Which was the problem with the sand filled stoves. Because of their thermal mass, they stay hot enough to vaporize fuel for far longer than it takes for food to cool off. At least with the sterno cans, you can snuff the flame with the lid and seal it so no fuel is wasted.

So my girlfriend, Kitchenwyche, gave me a Norpro chafing dish. As I’m always up for trying to find a better way to cook,I filled it with sand, as was my standard operating procedure. Not impressive. Then I tried it with fiberglass housing insulation.

Norpro Alcohol Stove

This works well, it’ll burn for around 50 minutes, and has a cover to snuff the flame and conserve fuel. I’ve been using it for about 6 months to cook my breakfast of 3 slices of bacon and 2 chicken eggs. It takes half an hour.

Norpro Chafing cooker with Sterno Pot Stand

This served me well for a long time…until today.

I made my own pot stand out of an old food can with a sterno can alocohol stove…filled with fiberglass insulation. This male offspring of a firearm burned for over an hour and a half before I got bored and snuffed it out!

Sterno Can Alcohol Stove

To be clear, this is NOT STERNO FUEL! This is denatured alcohol!!! Sterno sucks monkey butt, this stuff is consistent!

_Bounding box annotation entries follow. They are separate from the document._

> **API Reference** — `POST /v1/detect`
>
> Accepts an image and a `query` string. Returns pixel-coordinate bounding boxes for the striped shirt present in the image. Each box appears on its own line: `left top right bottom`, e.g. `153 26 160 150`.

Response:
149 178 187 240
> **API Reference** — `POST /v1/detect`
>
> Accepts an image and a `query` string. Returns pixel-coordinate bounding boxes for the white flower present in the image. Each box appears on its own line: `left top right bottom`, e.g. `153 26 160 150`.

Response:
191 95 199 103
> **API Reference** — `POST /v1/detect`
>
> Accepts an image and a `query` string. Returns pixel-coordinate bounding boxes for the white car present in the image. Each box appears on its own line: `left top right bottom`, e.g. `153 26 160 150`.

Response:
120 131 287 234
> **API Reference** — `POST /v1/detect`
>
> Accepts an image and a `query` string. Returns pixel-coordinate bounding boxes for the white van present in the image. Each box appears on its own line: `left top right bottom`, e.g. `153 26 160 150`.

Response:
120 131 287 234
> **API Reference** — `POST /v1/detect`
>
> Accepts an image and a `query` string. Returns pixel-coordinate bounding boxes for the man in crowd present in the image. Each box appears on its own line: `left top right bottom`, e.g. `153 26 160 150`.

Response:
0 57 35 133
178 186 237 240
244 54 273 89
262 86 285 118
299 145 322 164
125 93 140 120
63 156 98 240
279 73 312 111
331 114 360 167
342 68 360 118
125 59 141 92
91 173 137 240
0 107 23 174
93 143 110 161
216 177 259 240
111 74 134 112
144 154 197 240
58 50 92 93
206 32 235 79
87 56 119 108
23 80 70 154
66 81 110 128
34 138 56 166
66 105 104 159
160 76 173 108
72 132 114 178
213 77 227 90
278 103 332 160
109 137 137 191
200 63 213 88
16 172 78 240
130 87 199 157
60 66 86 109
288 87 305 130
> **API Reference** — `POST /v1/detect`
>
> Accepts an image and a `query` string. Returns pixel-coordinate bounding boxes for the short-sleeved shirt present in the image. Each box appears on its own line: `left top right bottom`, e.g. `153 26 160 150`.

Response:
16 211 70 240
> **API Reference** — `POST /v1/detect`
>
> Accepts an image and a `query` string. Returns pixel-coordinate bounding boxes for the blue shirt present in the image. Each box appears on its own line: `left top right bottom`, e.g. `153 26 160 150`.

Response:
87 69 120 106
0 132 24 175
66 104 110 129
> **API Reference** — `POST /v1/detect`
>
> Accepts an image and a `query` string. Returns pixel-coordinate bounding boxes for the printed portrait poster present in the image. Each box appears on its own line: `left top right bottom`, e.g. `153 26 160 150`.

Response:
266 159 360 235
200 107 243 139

It has the 3 rivets in it cuz the original lid had a slash in it for a wick, so it could be a liquid candle…for  a heineken keg candle heater.

Cook Set

Cook Set

This shows a 50 ml bottle that will be filled with fuel, to carry extra in the field. The nice thing about using a sterno can for an alcohol stove is it can be filled and capped. I left one of my sterno sand stoves capped for three months once, and none of the fuel leaked or evaporated.

Insulation

This set up worked almost 3 times  faster than the Norpro cooker for breakfast fixings. I should take another picture, after burning for a few minutes the flame gets bigger and covers the entire pan, coming up on its sides!

7/9/12 A word of caution: as the flame gets bigger as the alcohol gets warmer, I do not use this anymore. I noticed that while cooking bacon in my 8″ frying pan some of the flame came over the sides and just about into the grease. Now, while I enjoy the occasional grease fire just like everbody else, burning to death in my own home just isn’t cool. Keep an eye on this if you use it, and perhaps use a larger pan or one with a lid.